Alex Kurtzman shares he's pitched CBS his plan for the Star Trek universe that will last for five to ten years. The cancelation of Star Trek 4 was a massive let down for countless Trekkies all over the world. But while it could take a little while before the franchise makes its way way back on the big screen, it is thriving on the small screen with Star Trek: Discovery opening up narrative opportunities that the network is now seizing.

There is a string of new offerings on the way for the franchise. That's including the upcoming Star Trek: Picard which will see Sir Patrick Stewart reprising his role as the iconic Jean-Luc Picard.

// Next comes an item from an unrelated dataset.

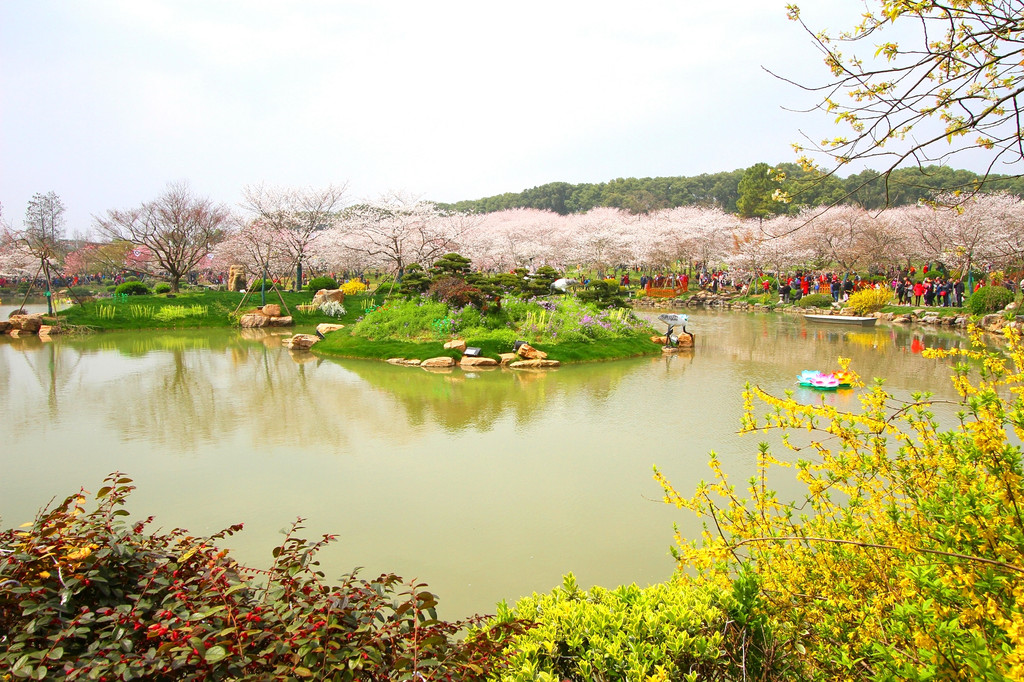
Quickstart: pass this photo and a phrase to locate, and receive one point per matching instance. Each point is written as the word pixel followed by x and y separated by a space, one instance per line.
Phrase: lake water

Meanwhile, an animated comedy series, as well as an animated Nickelodeon series and the previously announced Section 31 spinoff starring Michelle Yeoh's Philippa Georgiou are all in the pipeline. But it turns out, there's still more to come with Kurtzman having a blueprint for at least the next half decade.

Kurtzman sat down with Deadline's Crew Call podcast (via Trek Core) and shared his vision for the Star Trek franchise moving forward. Acknowledging that while it has an extremely passionate and loyal fanbase, they have yet to fully capitalize on the opportunity of making it accessible for all. With that in mind, the producer went up to CBS and presented them a blueprint on how they can handle the IP in the next several years to expand its following.

"I went to CBS and I said, “I think you have a universe here that is very under-utilized, and a fan base that I think is hungry for a lot more.” And I walked them through the plan of what I saw for the next five to ten years of ‘Trek.’

Part of it was, kind of, premised on the idea that it was going to take time. What I said was, “Don’t expect us to put the first thing out, and suddenly, you know, you’re have 100 million new fans. That’s not gonna happen.” ‘Trek’ has been around for too long for that to happen — but but what we do have is new generations, and what I can tell you is that ‘Trek,’ in general, finds people when they’re about between nine and twelve.

It’s never reached younger than that; it’s never tried to, and to me that’s a hugely missed opportunity, especially because what you’re really trying to do is influence hearts and minds with really positive messages — messages about who we can be as a species and as people and what our future is. So why not start young, you know? And not for a cynical reason. Not because you know, hey, let some more toys, but because if you really want ‘Star Trek’ to reach people, then you’ve got to start young."

The producer and Discovery co-creator cited Star Wars as a point of comparison with what he wants to achieve with Star Trek. Being also a fan of the franchise set in the galaxy far, far away, Kurtzman hopes to entice younger audiences by giving them a sense of wonder, the same way A New Hope did for him. And given what they're currently doing, he's optimistic that they can achieve this goal since there's steady increase in their younger fan base.

And this is where I guess the ‘Star Wars’ influence on me really mattered, because as a kid at four years old, I could imagine myself starting up with a twin suns of Tatooine and wondering what my life was. ‘Trek’ didn’t give me that same thing — it gave me Wesley Crusher, it gave me different characters, but again, those are older characters.

But we are definitely seeing just metric proof that the fan base is growing, and it’s growing younger — and yet, we’re keeping our current fans, and that’s great.

While Kurtzman didn't get into details about his plans, the upcoming projects for the Star Trek franchise lines up with his mindset in handling this universe for the next decade. Like Star Wars, they're delving into animated series that can bring in a younger audience. Depending on the kind of stories that they tackle with these shows, it is a great entry point for new potential fans, regardless of age. At the same time, they're also offering something familiar for long-time followers in Picard. Kurtzman didn't say what CBS' reaction was when he came up top them, but considering that TV Studios president David Stapf revealed last year that they're aiming to have a Star Trek TV show airing all year long on CBS Access, bolstered by the positive reception Discovery is getting, chances are that if everything goes to plan, Kurtzman can execute his plan.